Infusant dans les classes, les pédagogies alternatives sont-elles acceptées par l'institution ? "L'Éducation nationale a toléré la pédagogie Freinet mais il n'y a pas d'école où toutes les classes suivent la pédagogie Freinet", ajoute Marie-Laure Viaud. Le projet d'un petit groupe de professeurs de généraliser la pédagogie Freinet à une école entière dans l'Ouest de la France, a été retoqué par l'Éducation nationale voici trois ans.

"Quelle est la valeur pour l'enfant d'une liberté pédagogique qui n'est qu'entre les murs d'une salle et non dans l'école tout entière ?", s'interroge un enseignant de pédagogie alternative. Les mouvements pédagogiques pourraient demeurer des expériences isolées au sein de l'Éducation nationale car aucune formation n'est dispensée dans les ESPE. "Les pédagogies alternatives sont plutôt l'émanation des gens de terrain, ce sont plus les praticiens de terrain qui me disent : "J'innove, j'essaie et je fais partager dans ma classe"", explique Eve Leleu-Galland.

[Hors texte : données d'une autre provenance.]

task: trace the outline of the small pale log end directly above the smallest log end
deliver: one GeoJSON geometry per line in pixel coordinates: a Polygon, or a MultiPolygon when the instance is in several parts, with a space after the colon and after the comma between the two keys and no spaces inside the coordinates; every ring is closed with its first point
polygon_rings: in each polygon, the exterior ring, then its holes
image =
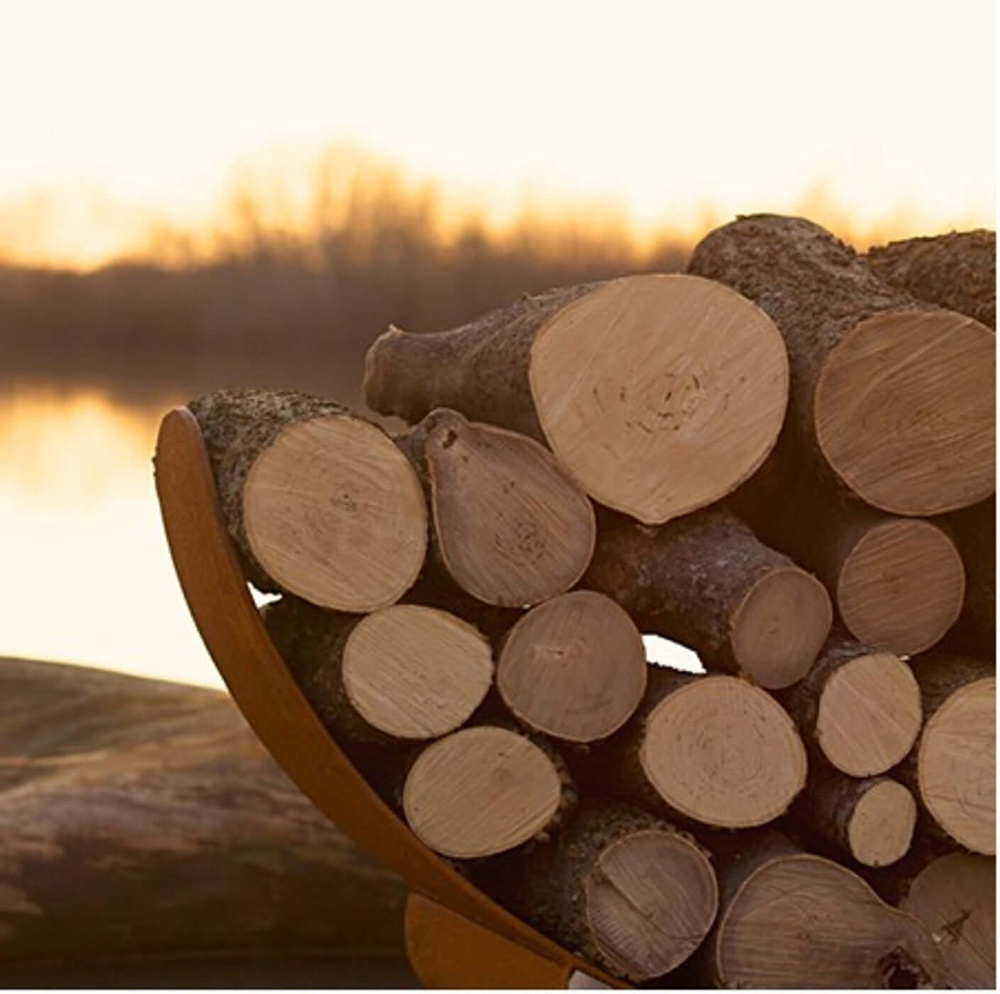
{"type": "Polygon", "coordinates": [[[839,666],[823,685],[816,739],[841,772],[874,776],[913,748],[922,715],[910,667],[891,653],[865,653],[839,666]]]}

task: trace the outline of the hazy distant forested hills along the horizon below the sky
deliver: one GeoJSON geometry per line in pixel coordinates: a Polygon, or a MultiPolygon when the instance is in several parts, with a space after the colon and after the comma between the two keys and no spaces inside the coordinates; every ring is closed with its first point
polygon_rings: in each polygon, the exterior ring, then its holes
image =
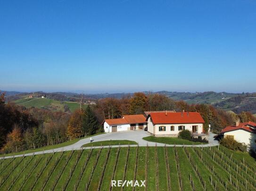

Marie-Laure Viaud estime que les esprits évoluent, surtout chez les futurs enseignants. "J'ai lancé un questionnaire auprès de mes jeunes étudiants à l'Espe en fin de Master 2", raconte-t-elle. "Sur la centaine d'étudiants, plus de 90 m'ont dit qu'ils aimeraient mettre en œuvre des pratiques alternatives en cas de nomination en école maternelle".